De U of M koos voor een hybride systeem, een mix van online en in person, met keuzemogelijkheden voor zowel studenten als proffen. Lessen in kleine groepen kunnen, met afstand en mondmaskers, temperatuurchecks en op voorhand in te vullen vragenlijsten. De universiteit heeft ook een COVID-dashboard, waar alle gegevens over het aantal besmettingen en testen kunnen geraadpleegd worden. Op 12 september, twee weken na het begin van het academiejaar blijken de cijfers voorlopig onder controle. Maar het gaat niet zonder slag of stoot: de politie stuurde “party patrols” uit en de assistenten gingen in staking om een veiligere werkomgeving af te dwingen.
De economische druk op universiteiten om zo snel mogelijk op business as usual over te schakelen, is groot. Meer dan 40.000 studenten gaan in onze stad winkelen, uit eten en huren een huis of een kamer in een van de universitaire dorms.
En wat als studenten tijdelijk afhaken en universiteiten het pittig inschrijvingsgeld mislopen? Want eerstejaars staan zo mogelijk onder een nog grotere druk. Dan heb je je hele middelbaar aan een ‘college-proof’-cv gewerkt, dan ben je uiteindelijk aan je favoriete unief binnen geraakt (met in veel gevallen een zware studielening) en dan moet je bij ma en pa thuis blijven en les volgen via Zoom. Dat is niet de college experience waar je van droomde of waarvoor je wil betalen.
Waar onze oudste terecht komt, zal afhangen van waar ze binnen geraakt en of we daar voldoende financiële incentives krijgen
Met onze oudste in het laatste middelbaar en de jongste in het voorlaatste jaar zitten we ondertussen zelf middenin de zoektocht naar een geschikte, goede en betaalbare plek voor hoger onderwijs. Ja, we waren er gerust in. Wij, nuchtere Vlamingen, zouden niet meedoen aan die hysterie om aan een universiteit binnen te geraken. Overigens, als het echt moest, konden de kinderen in Europa gaan studeren, toch?

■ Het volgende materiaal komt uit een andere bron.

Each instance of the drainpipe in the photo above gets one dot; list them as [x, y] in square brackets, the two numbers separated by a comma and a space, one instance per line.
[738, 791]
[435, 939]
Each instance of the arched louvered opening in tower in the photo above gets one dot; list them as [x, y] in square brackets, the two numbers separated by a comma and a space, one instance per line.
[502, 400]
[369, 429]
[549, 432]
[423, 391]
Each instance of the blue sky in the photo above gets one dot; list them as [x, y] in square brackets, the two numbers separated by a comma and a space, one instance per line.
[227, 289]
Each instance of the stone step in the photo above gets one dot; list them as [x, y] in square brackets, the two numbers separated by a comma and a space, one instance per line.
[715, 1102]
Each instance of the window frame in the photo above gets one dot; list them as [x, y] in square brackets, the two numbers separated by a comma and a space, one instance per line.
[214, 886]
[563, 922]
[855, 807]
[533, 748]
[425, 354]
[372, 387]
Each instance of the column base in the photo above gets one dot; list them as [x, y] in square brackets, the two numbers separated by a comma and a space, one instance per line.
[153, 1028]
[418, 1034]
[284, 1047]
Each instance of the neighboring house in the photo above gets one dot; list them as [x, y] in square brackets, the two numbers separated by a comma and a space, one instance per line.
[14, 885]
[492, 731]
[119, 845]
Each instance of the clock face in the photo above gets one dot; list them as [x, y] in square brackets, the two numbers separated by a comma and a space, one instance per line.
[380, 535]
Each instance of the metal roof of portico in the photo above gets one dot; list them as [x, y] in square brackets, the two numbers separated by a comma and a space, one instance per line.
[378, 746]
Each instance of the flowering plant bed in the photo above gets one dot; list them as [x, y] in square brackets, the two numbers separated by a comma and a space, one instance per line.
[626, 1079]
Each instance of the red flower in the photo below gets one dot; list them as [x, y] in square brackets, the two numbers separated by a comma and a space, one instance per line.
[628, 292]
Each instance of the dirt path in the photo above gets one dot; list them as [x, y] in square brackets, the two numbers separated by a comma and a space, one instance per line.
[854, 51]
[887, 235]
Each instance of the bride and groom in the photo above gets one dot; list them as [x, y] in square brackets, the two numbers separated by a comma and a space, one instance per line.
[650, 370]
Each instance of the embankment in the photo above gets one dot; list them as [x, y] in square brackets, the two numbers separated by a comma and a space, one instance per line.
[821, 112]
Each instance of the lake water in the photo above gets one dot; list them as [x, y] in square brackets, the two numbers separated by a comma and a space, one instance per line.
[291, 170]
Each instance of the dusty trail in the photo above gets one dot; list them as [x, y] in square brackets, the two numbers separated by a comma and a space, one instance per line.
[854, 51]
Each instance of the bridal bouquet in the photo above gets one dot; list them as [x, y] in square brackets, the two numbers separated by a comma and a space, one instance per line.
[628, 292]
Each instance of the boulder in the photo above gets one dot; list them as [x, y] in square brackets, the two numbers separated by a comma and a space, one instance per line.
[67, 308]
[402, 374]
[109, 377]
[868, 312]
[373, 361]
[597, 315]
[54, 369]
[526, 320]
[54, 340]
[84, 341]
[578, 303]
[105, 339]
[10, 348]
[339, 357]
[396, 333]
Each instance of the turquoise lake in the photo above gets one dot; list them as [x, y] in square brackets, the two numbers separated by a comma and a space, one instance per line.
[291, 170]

Lang verhaal kort, de kinderen gaan hier verder studeren en daar valt iets voor te zeggen. Er is een enorm aanbod aan universiteiten, studierichtingen en mogelijkheden.
We haalden verschillende boeken in huis – hoe studeer je voor de SAT-test, hoe schrijf je een essay voor je college application, hoe geraak je aan een beurs -, begonnen verwoed te googelen en beseften dan, rijkelijk laat, dat we geen idee hadden waar te beginnen. Tot Canadese vrienden ons een college application consultant aanraadden. Een gesprek van meer dan 2 uur zette ons inderdaad op weg. We hebben nu een to-do-lijst op een strikte tijdslijn. De dochter bereidt zich voor op de gestandaardiseerde testen in oktober en werkt aan haar buitenschools cv door zich als vrijwilliger in te zetten voor een politieke actiegroep. Samen bezoeken we virtueel campussen in Michigan, Ohio, Minnesota en New York, want we weten ondertussen dat we zoeken naar een klein Liberal Arts College in de Midwest of in de staat New York. De scholen die we overwegen hebben een acceptatiegraad van tussen 15 en 40 procent, soms minder, soms meer, en een officieel inschrijvingsgeld dat kan oplopen tot enkele tienduizenden dollar voor een schooljaar. Maar ook dat hebben we geleerd: het inschrijvingsgeld kan je serieus naar beneden halen door allerlei financiële hulppakketten van de universiteit, gebaseerd op je highschool punten en nationale testresultaten en op basis van hoe graag de instelling jouw profiel wil. Waar onze oudste terecht komt, zal afhangen van waar ze binnen geraakt en of we daar voldoende financiële incentives krijgen.
Het wordt niet alleen een drukke herfst, een stresserende ook, met Corona en met de snel naderende deadlines voor de college-aanvragen. En heb ik al verteld dat er op 3 november presidentsverkiezingen zijn? Wish us luck!